There currently isn't a VM technology as advanced as HyperV available for Windows 7, unless you are willing to run 2008 Server R2 SP1.

Additionally, the lower level advancements in Windows 8 for performance and features are also lost if you make it the Guest VM.

I know people really don't like the Metro screen, but so much they would be willing to give up a significant bump in gaming performance, or new hardware support features?

"...Windows To Go.... which lets users store an image of their Windows 8 desktop on a USB drive; that drive can then be connected to any older Windows 7 PC to allow for a Windows 8 work environment."

What we really need is the opposite. A USB key with Windows 7 on it that will give us a usable working environment on a Windows 8 PC

Chris Williams said,
"...Windows To Go.... which lets users store an image of their Windows 8 desktop on a USB drive; that drive can then be connected to any older Windows 7 PC to allow for a Windows 8 work environment."

What we really need is the opposite. A USB key with Windows 7 on it that will give us a usable working environment on a Windows 8 PC

+1

gb8080 said,
"Windows 7 - I invented it" - then Microsoft dumped it.

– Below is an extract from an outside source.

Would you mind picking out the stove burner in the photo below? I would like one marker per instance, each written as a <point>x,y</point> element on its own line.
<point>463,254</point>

Then they virtualised it.

Not "invented it", "it was my idea"................silly

Yay so we can have the security enhancements of windows 8 and basically just run windows 7, *things can only get better...*

Unbelievable!

Actually, no.

This 'novel' feature is called virtualization and has been around for a decade or so...

kaczula said,
This 'novel' feature is called virtualization and has been around for a decade or so...

"or so..." indeed. I was using Citrix thin Client of Windows NT 4.0 in 1998 =P

I do believe this is slightly different however, in that (based on the description), you can actually run Win7 INSIDE of Win8, not as it's own separate VM - but I could be wrong.

kaczula said,
Unbelievable!

Actually, no.

This 'novel' feature is called virtualization and has been around for a decade or so...

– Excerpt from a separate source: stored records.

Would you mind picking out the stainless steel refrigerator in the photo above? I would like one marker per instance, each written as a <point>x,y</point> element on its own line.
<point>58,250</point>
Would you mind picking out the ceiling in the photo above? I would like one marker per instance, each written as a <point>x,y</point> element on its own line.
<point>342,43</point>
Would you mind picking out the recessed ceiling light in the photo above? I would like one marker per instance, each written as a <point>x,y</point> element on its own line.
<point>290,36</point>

VM technology has been around for a lot longer than a decade.

Even NT itself uses a subsystem model that is an API VM technology, and shipped with Posix, Win32, OS/2 subsystems that are effectively OS class API VMs.

There is also VDM, that is the DOS VM technology used in the 32bit versions of NT, that the Win16 compatibility sits on as well.

And this is just basic NT technology that has been running on computers for the past 20 years. There was VM technology going back to the 50s and 60s that is rather impressive.

So, ya this is not 'unbelievable' or new.

What is 'new' is the Hyper-V support in Windows 8 and the hardware access it provides to a VM is the best we have seen to date. With even the desktop version of Windows 8 getting parity with the server HyperV technologies.

cool. a lot of eyes are opening on the enterprise with these tablets. ipads are going to the garbage just as fast because finally there is a tablet that can run enterprise code withou the need for RDP and VPNs and incompatible touch based software.

I disagree, VDI coupled with the touch friendly nature of the new server OS will be a boon for all slate devices. Reasons why 'running desktop apps' locally on slates isn't exactly forward looking.

I simply don't understand what need this is supposed to address. From a dev perspective, how exactly is Win8's desktop different from Win7?

Dashel said,
From a dev perspective, how exactly is Win8's desktop different from Win7?

It'll be mostly the same but with improved APIs, as always. Personally, I'm interested in the WDDM 1.2 changes, should be a boon for remote desktop apps since it'll practically remove the need for a mirror driver. And I can totally see the enterprise market caring about that.